Without waiting for an answer he was gone, back quickly with her coffee cup filled with water from the fountain. It was like he knew his way around already.

She was ready for him to put his arms around her and do anything he liked at all, but instead he went to the couch and sat on the end of it. She sipped at the cup.

“So when Nika and your dad got married, things changed?”

She looked down. “He was like a different person. Just didn’t have time for me or anybody, or even the business, anymore. All he wanted to do was spend time”-a shot at Nika’s face-“with her.”

“And you think that’s been the problem with the business? I thought Ed was trying to get it back on track?”

“Oh, Eddie. Eddie was great. I didn’t mean to say he wasn’t good. At the job, I mean. Fair, and, you know, a really nice guy. No hassles, you know?” She sipped again at the water. “I can’t believe what they say, that he killed himself.”

Hardy let that go for now. “But there have been problems with the business, and they happened when Ed was managing, right?”

“Well, yes but no. It would’ve happened with anybody. It was all stuff about La Hora and El Dia.”

“You said that before. What does that mean?”

“You know El Dia, don’t you?”

He shook his head.

“Well, it’s another paper, you know, like La Hora, that wanted us to distribute it. La Hora was our biggest client but then they dropped us, took it all back in-house.” She looked around her father’s office. “And by then it was too late to get El Dia. They’d set themselves up with other distributors. Old Cruz really screwed us.” She shook her head, swinging her legs in frustration.

“Is that why it’s so deserted around here?”

Now was her chance. “That, just the slow business, and Ed’s funeral being today. There’s nobody here at all except us. Nobody’s been in at all.” Flirty eye move, shrug the breasts out. “And it’s late. I don’t expect anybody to come the rest of the day. I could even lock up now and it wouldn’t matter.”

He stood up, and she slid off the desk with a little bounce. “Well, you’ve been very helpful, Linda. Thanks.”

Another handshake. Again cool, dry, firm. She held it an extra couple of seconds, looked into his gray eyes. “We could get a drink maybe. There’s a lot we can talk about. Or just stay here,” she repeated.

A little peck on the cheek. “Thanks. I’d like that,” he said, “but I’m working now and I’ve got another appointment. Maybe a rain check, okay?”

“Sure, that’s cool.”

Out now to her desk. “Wait just a second,” she said.

She jotted her name and number on her notepad and tore off the sheet. “In case you remember something you wanted to ask.”

Then he was gone. She watched him walk across the empty lot through waves of late-afternoon heat. When he got in his car he turned back to look at the door and she waved a hand at him, but he probably couldn’t see her through the reflection.

Anyway, he didn’t wave back.

She turned the knob, locking the door, padded back to her desk and, sitting down, reached into her purse for the pack of Virginia Slims.

Linda was right, Hardy was thinking. I wouldn’t call Nika pretty. It would be like calling the Grand Canyon pretty, or Michelangelo’s David. Of course, he remembered her from the funeral, the way she kept staring at him.
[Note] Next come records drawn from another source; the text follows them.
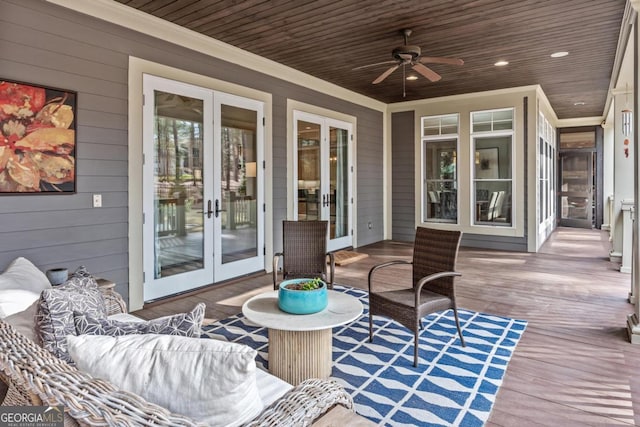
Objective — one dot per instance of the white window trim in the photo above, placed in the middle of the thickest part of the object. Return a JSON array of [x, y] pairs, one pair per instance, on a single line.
[[472, 147], [423, 178]]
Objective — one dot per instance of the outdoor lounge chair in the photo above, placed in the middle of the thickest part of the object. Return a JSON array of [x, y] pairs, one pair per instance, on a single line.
[[434, 260], [304, 252]]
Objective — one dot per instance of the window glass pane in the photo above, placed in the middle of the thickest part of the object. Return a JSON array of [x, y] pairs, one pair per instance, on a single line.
[[493, 157], [482, 117], [430, 126], [503, 115], [493, 203], [440, 189], [503, 125], [578, 140], [440, 125], [492, 180]]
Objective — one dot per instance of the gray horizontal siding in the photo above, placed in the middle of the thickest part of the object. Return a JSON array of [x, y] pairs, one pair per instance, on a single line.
[[516, 244]]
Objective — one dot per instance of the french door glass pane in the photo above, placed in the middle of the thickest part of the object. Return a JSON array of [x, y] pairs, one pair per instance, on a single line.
[[308, 171], [576, 186], [179, 238], [238, 206], [339, 182]]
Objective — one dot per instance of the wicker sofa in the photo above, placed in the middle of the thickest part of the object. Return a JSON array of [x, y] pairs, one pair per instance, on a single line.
[[36, 377]]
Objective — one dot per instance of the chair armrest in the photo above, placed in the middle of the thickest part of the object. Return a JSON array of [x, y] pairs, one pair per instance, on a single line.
[[430, 278], [113, 300], [383, 265], [332, 268], [303, 404], [276, 261]]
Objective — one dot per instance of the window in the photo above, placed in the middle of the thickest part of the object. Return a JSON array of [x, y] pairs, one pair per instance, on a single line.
[[440, 163], [492, 145]]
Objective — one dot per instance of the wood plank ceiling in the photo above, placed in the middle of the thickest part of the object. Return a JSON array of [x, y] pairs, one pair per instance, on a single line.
[[329, 38]]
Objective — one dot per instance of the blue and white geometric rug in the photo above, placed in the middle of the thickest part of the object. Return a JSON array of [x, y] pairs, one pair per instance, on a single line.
[[452, 386]]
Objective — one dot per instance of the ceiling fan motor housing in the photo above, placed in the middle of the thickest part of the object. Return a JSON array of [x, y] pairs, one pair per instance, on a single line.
[[407, 53]]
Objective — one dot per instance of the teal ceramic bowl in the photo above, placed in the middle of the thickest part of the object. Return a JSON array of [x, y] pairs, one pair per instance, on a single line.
[[302, 302]]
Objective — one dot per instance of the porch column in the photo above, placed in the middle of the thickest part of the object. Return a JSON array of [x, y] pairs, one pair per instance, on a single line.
[[633, 325], [623, 188]]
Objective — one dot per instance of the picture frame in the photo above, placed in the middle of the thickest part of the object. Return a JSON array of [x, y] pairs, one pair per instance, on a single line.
[[487, 166], [37, 139]]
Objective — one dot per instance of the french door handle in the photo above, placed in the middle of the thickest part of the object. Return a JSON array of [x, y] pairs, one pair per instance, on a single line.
[[218, 210], [209, 211]]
At least now he had a name to go with it-Nika Polk.

Where had she come from, he wondered, and what was it about sad-looking, basset-eared Sam Polk that had snagged her?
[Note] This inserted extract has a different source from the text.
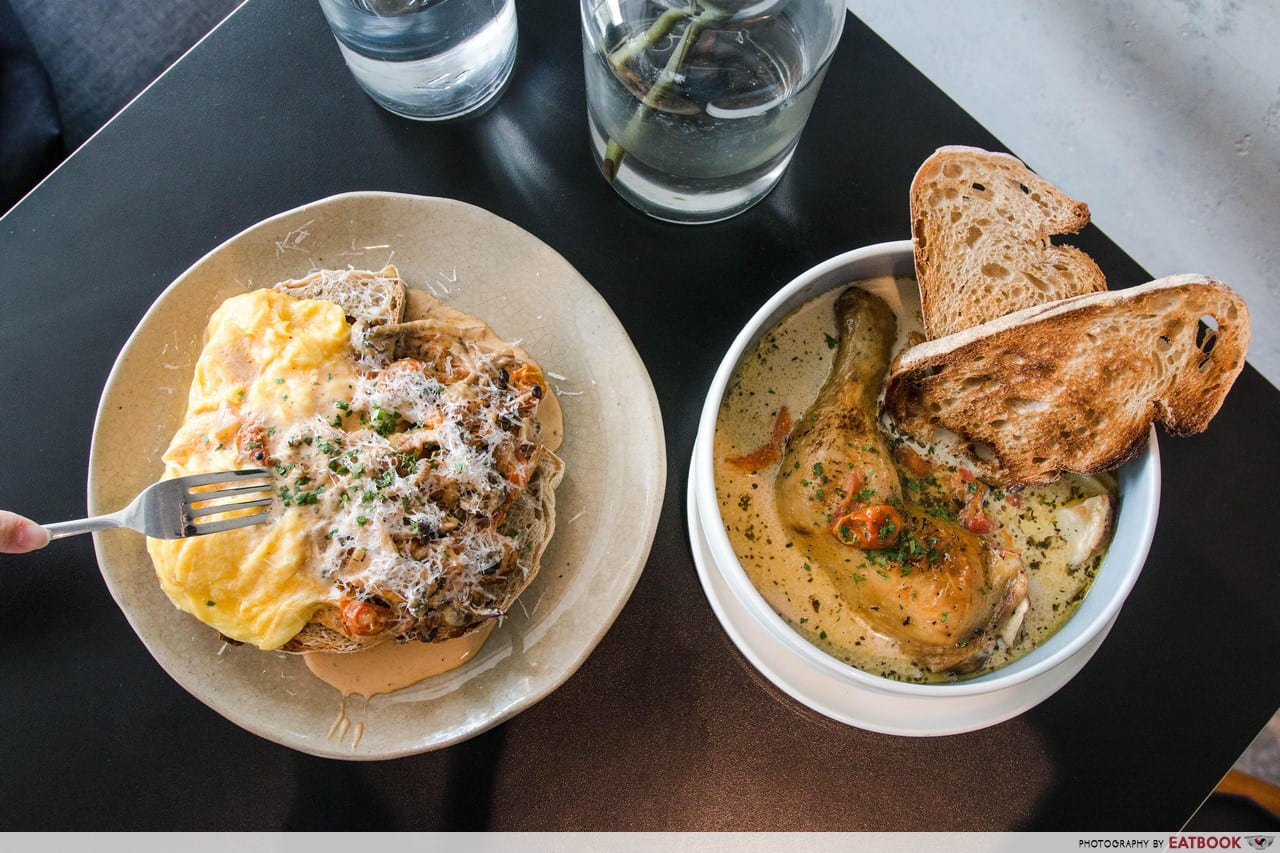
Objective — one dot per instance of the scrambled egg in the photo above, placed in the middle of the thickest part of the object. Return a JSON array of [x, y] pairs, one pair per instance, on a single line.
[[268, 359]]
He closed his eyes, trying to visualize her again. She was tall, taller than her husband, perhaps five-eight, jet black hair over a classically hard Mediterranean face. A stunning face. Half-parted lips that she kept licking.
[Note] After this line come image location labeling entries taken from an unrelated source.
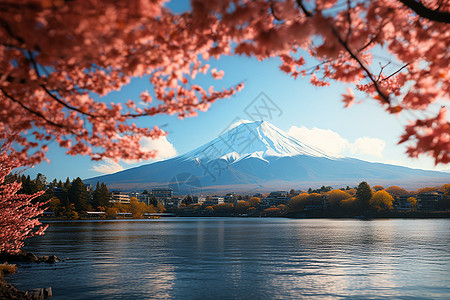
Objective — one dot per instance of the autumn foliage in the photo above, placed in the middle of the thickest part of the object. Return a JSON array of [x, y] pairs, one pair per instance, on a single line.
[[18, 216], [57, 58]]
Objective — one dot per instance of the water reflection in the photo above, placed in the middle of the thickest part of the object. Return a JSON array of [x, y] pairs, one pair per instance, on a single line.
[[230, 258]]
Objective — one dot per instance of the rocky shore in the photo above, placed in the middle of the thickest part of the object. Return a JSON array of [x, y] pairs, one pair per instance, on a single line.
[[9, 291]]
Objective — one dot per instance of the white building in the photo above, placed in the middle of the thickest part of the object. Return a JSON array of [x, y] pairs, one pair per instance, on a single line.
[[119, 197]]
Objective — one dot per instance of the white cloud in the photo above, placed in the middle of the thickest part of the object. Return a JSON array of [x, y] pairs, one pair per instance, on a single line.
[[332, 143], [162, 145], [324, 139], [369, 146], [241, 121], [108, 166], [164, 149]]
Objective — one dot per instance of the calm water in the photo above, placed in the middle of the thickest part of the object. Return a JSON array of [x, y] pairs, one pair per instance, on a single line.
[[237, 258]]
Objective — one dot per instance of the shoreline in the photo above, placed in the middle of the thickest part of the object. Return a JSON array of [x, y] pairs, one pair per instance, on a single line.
[[307, 215]]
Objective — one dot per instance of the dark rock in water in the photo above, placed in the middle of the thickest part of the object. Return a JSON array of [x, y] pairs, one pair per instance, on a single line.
[[24, 256], [37, 294], [31, 257], [8, 291], [40, 293], [49, 259]]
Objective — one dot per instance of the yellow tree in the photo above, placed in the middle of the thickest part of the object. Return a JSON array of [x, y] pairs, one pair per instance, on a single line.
[[396, 191], [297, 203], [413, 202], [336, 196], [254, 201], [381, 201]]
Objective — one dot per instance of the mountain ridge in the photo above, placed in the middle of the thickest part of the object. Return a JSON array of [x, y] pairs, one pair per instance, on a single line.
[[258, 156]]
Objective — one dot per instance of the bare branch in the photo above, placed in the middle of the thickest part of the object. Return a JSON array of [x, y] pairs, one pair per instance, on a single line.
[[35, 112], [427, 13]]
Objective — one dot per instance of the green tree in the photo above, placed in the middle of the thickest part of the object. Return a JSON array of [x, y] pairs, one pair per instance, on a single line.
[[363, 196], [297, 203], [152, 200], [413, 202], [381, 201], [101, 196], [188, 200], [334, 197], [77, 195]]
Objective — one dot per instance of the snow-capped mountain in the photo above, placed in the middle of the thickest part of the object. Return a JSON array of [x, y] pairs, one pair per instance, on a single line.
[[258, 156]]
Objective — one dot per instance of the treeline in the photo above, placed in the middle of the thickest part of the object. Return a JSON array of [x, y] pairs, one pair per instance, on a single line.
[[73, 199], [326, 201]]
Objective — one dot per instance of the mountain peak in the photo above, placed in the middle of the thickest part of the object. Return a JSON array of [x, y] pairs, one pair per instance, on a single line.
[[254, 139]]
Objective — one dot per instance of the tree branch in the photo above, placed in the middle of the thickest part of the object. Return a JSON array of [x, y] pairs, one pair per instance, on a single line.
[[352, 55], [427, 13], [33, 62], [35, 112]]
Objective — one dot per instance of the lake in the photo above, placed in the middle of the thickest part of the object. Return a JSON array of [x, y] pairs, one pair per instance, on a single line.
[[242, 258]]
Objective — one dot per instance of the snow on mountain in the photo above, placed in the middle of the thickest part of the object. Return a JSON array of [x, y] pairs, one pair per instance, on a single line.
[[256, 137], [258, 156]]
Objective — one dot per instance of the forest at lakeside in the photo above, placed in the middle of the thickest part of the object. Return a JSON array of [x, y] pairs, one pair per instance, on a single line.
[[73, 199]]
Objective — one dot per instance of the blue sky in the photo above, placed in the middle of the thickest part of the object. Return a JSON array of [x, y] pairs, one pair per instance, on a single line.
[[314, 115], [359, 131]]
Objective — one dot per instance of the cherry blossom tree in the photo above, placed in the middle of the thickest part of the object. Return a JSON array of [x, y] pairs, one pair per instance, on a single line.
[[56, 55], [18, 216]]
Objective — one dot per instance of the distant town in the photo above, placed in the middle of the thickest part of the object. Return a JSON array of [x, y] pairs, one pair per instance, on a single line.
[[73, 199]]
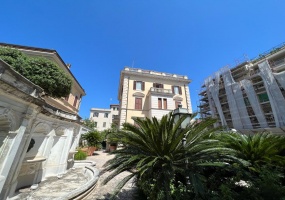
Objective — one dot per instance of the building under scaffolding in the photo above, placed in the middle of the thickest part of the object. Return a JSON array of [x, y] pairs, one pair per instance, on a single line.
[[249, 97]]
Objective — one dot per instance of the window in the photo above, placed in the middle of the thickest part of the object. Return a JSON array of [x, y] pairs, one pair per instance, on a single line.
[[75, 101], [66, 98], [157, 85], [177, 103], [138, 103], [176, 90], [164, 103], [263, 97], [159, 103], [139, 85]]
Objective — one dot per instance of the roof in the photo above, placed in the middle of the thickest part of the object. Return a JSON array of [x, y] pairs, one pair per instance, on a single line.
[[43, 50]]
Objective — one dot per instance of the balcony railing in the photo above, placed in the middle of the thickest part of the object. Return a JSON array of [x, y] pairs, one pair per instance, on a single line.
[[154, 73], [161, 90]]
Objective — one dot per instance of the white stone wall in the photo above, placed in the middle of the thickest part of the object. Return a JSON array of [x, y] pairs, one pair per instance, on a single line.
[[124, 101], [48, 157]]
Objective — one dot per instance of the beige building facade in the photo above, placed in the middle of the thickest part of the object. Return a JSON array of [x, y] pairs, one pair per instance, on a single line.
[[147, 94], [103, 118]]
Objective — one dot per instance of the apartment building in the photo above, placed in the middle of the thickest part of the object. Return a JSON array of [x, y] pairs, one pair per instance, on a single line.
[[250, 96], [103, 118], [38, 134], [70, 104], [147, 93]]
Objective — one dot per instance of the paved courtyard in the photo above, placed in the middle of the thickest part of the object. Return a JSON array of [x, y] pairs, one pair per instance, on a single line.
[[102, 192], [55, 188]]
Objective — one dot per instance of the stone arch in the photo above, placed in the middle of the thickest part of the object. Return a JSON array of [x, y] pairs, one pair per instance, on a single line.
[[60, 131], [41, 128], [8, 120]]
The only reason Hardy had caught Frannie when she’d started to faint was that Nika had been standing just behind her, and he had kept tearing his eyes away, forcing himself to look elsewhere. Frannie had been in his line of vision. It had been luck.

She had worn a simple woolen black cotton suit, severely cut, that nevertheless hadn’t diminished the thrust of her breasts above a waist Hardy thought he could encircle with both hands.

He shook his head. No, Linda, he thought, Nika ain’t that pretty at all.